I've written movie reviews for nine years, and I know when to end each review. This is new territory. I don't want to ask for a word limit or a page limit. I think I will know when to stop. Just enough detail in each actor's biography/career overview to give the reader a full-enough view of the actor so there's an easy transition into the speculation, mainly led by the experts and historians who've agreed to talk to me about these actors. It'll work.

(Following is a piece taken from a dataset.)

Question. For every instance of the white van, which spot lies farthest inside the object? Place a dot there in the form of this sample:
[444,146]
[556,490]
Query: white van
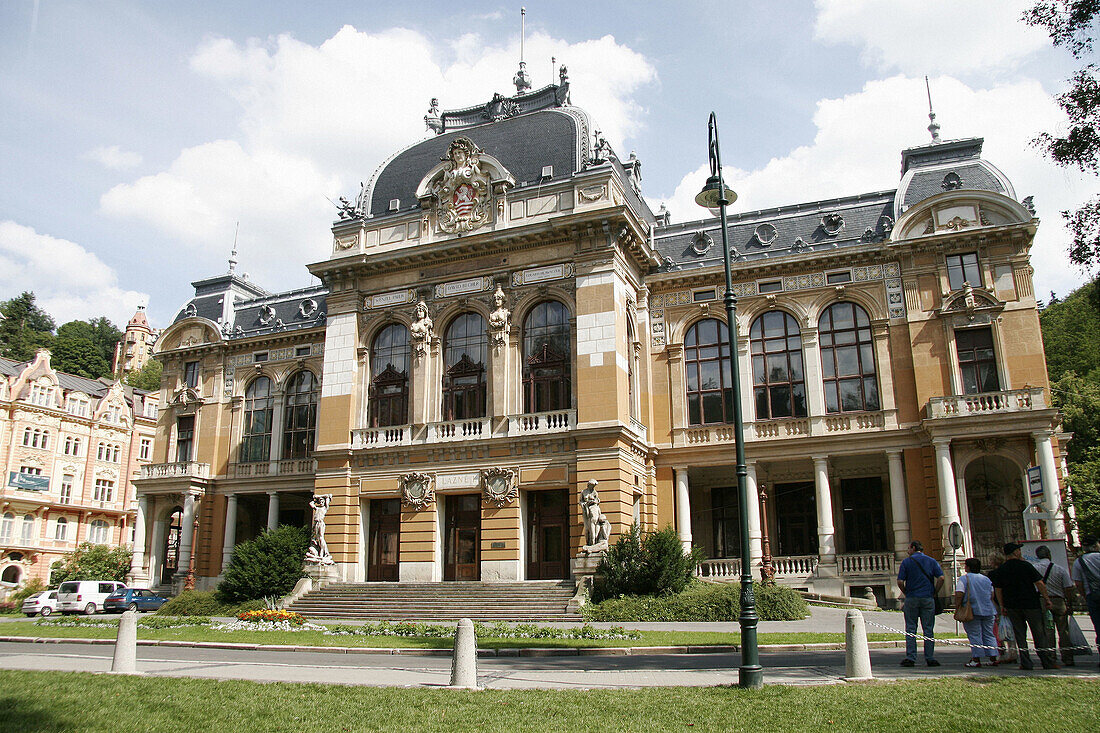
[85,595]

Here it is again: 4:49 a.m. and I'm doing exactly what I did at this time yesterday morning. Still in Wikipedia, though I've gotten further because I finished my preliminary research on silent film comedian/writer/director Larry Semon yesterday afternoon, Mabel Normand a few hours ago, and I'm still working on Fatty Arbuckle. I don't think I want to go into such detail about the three trials, since there's enough writing on them already, but I am curious about certain elements, such as William Randolph Hearst's zeal for them, which sold a lot of papers. Was it just the selling of papers that attracted him and made those tabloids sell well? Or did he have personal animosity toward Arbuckle? A lot of questions, but again, those questions should help a lot.